His views on international terrorism, which has recently made people all over the world feel insecure, were also simple. "Terrorism is not a recent problem. It existed in human society for centuries on end. Who was Ravana? Was he not someone who unleashed a reign of terror? Such characters always existed, only they were fewer in number. The numbers of these terrorists have now increased and their activities are diversely destructive."

With a philosophical explanation to terrorist acts, he said one has to try to understand what makes a man a terrorist and find a solution for that. Unemployment is one problem which leads a man to activities not acceptable in society and one must try to address these problems in order to refine the existence of all human beings, he said.

The Shankaracharya, is a staunch follower of vegetarianism and 'satvik bhojan' which is now almost alien to Indian culture. "The West have begun turning to such Indian traditions while we Indians are following western patterns of life. A reversal of roles is in vogue," he said. A fan of Pandit Jasraj, the seer also said revealed his affinity for Indian classical music which, he said, has more acceptance and appreciation abroad than in India where it has originated.

Swami Jayendra Saraswathi who took up the mantle of the peetam from his predecessor Jagadguru Chandrasekharendra Saraswathi, has already nominated his successor Jagadguru Vijayendra Saraswathi who will continue shepherding the flock once he attains 'samadhi'. The functions of the peetam includes keeping up the tradition of 'veda-pathashalas', maintenance of old temples as well as social obligations like heading Hindu mission hospitals, schools, old age homes, a deemed university and an international library at Kanchi.
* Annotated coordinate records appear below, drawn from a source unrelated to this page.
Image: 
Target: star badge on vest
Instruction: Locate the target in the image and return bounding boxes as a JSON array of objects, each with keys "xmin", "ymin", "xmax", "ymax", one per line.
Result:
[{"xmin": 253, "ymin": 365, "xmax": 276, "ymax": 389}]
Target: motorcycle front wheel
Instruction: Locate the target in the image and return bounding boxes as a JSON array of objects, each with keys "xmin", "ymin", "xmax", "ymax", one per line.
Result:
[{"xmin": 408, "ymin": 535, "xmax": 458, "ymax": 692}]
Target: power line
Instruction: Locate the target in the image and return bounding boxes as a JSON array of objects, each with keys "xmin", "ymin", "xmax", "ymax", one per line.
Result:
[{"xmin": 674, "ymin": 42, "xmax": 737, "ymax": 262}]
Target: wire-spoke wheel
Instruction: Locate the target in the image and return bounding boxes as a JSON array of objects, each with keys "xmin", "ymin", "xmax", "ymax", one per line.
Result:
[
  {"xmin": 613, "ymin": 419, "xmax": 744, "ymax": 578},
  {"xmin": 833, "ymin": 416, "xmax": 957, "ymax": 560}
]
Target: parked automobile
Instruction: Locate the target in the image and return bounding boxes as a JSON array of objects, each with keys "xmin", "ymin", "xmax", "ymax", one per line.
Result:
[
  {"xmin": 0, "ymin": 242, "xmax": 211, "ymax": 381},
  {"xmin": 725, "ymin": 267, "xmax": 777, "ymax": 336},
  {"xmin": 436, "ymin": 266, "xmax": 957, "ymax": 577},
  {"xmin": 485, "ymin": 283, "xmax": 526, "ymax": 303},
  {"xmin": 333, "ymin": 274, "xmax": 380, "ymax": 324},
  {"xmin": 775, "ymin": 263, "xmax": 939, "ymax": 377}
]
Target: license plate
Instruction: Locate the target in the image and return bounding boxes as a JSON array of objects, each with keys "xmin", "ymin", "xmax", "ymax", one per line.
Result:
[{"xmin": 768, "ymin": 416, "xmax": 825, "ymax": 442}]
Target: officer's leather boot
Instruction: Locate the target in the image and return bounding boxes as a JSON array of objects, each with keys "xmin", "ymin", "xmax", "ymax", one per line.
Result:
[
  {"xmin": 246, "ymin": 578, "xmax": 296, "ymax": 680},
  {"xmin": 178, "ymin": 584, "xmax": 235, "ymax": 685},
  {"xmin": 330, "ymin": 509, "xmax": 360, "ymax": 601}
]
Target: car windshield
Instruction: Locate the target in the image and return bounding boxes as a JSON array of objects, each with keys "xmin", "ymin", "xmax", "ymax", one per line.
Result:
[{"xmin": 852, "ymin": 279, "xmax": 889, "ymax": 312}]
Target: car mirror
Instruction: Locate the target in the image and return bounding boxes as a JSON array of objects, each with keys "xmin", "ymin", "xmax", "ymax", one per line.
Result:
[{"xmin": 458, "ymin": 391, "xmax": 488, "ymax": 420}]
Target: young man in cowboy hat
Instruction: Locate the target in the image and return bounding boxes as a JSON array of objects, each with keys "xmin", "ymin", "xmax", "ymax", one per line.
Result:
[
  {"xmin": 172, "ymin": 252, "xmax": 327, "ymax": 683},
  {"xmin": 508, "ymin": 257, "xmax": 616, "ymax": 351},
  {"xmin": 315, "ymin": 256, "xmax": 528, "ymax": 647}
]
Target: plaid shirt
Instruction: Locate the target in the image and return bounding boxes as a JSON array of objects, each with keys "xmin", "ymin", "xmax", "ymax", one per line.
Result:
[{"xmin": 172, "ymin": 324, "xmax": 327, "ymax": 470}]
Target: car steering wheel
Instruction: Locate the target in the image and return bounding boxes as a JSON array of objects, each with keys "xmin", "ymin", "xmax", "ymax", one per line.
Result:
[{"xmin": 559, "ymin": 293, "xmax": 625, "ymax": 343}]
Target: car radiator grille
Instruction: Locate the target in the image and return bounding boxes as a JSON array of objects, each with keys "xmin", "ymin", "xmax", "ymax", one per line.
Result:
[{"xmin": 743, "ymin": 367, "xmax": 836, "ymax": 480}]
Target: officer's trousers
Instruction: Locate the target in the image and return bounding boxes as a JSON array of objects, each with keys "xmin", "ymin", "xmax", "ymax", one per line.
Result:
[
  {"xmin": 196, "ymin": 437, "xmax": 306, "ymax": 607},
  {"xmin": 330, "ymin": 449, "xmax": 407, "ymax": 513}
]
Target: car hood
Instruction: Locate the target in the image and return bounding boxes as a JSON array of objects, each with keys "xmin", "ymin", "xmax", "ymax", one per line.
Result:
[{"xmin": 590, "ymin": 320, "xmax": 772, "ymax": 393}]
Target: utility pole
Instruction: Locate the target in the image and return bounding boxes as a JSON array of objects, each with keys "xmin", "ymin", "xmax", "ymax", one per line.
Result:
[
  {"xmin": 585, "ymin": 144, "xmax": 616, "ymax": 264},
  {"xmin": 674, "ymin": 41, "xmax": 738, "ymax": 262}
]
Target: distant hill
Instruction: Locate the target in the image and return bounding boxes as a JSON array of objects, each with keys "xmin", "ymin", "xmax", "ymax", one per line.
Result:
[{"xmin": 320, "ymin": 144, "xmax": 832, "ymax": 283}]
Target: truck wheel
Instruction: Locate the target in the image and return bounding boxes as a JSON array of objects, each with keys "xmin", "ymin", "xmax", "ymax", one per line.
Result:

Born in village Irulleekki in Tanjavur district of Tamil Nadu, the Shankaracharya's original name was 'Sbramaniyam'. After an exhaustive education in the vedas at Tiruvelaimarudur (in TN), he had attained the title of Jayendra Saraswathi on March 22, 1954 when his guru and predecessor spotted an unique spark and a calling to serve mankind in him.

With a cheerful disposition and a learned background he keeps the faith and hopes every moment for the redemption and refinement of humankind. Pranam!